If instead Message IDs have to be generated by incrementing a (global or per endpoint/network prefix/...) counter variable, duplicate detection can be implemented in a time and memory efficient way without limiting the rate of the message exchange between to nodes.

[cabo]

There is text in the LWIG-COAP document. To be determined how this is referenced or moved to the corr/clar document. Start at a random point, not always at zero. Server still needs to be prepared to get random MIDs.

[ektrah]

https://mailarchive.ietf.org/arch/msg/core/FeKXd9d3Tkrwju0azwvwKiM3GyM etc. pp.

[chrysn]

The LWIG-CoAP cabo mentioned has some text currently in 2.3.3 on MID "relaxation on the server". We might want to expand a bit on how "designed with idempotent operations only and makes good use of the If-Match/If-None-Match options" works in practice; not sure where that can go and whether normative IETF documents or tutorial-/FAQ-style texts are the right place for this. (Especially, idempotency in presence of multiple client interactions like in the last paragraph of one mail in the linked thread may need some illustrative examples)

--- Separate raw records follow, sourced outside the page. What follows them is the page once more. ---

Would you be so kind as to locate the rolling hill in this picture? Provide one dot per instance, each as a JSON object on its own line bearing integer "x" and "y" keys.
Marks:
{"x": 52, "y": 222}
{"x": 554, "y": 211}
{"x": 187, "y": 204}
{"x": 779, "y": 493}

The "sequential MIDs" are outlined in section 3.5, including a recommendation that clients produce sequential MIDs, and are largely aligned with what Marian has suggested but keep it at a recommendation level. The text is a bit incomplete IMO, but that's not for here to discuss but for lwig-wg/coap#4.

"Where the text lives"-wise, I think LWIG is still suitable due to its implementation-guidance character, but it might be a good idea to pull "RECOMMEND that CoAP endpoint implementers employ the “sequential MID” scheme if there are no reasons to prefer another scheme" into Corrections, and have Clarifications point towards LWIG a la "Devices of Class 1 often do not need to exercise message deduplication, as their applications are usually designed to have idempotent requests; see LWIG-CoAP Section 2.3.3. If deduplication is still unavoidable, they may want to optimize for sequential MIDs as per LWIG-CoAP Section 3.5".

[boaks]

within EXCHANGE_LIFETIME MUST be strictly ascending (wrapping around at a value of 65535)

If the MUST includes the 65536, I object to comply with 8.1. Multicast CoAP -
Messaging Layer some implementations use reserved special ranges. So I would prefer no fixed upper border.

[cabo]

Good point.

[boaks]

Though it raised again in the e-mail list:

Additionally, two subsequently send Message IDs to the same endpoint SHOULD have a difference of at most 16.

Assuming, that some peers give up after some retries without having the message with the MID delivered, this may also be too strict. Maybe adding a "time range" for that will help to fix it. Anyway, even if I see the benefit, such a feature would in my opinion be more something for CoAP v2 ;-).

[boaks]

If we consider this optimization, I guess we need to consider #15 as relaxing variant as well.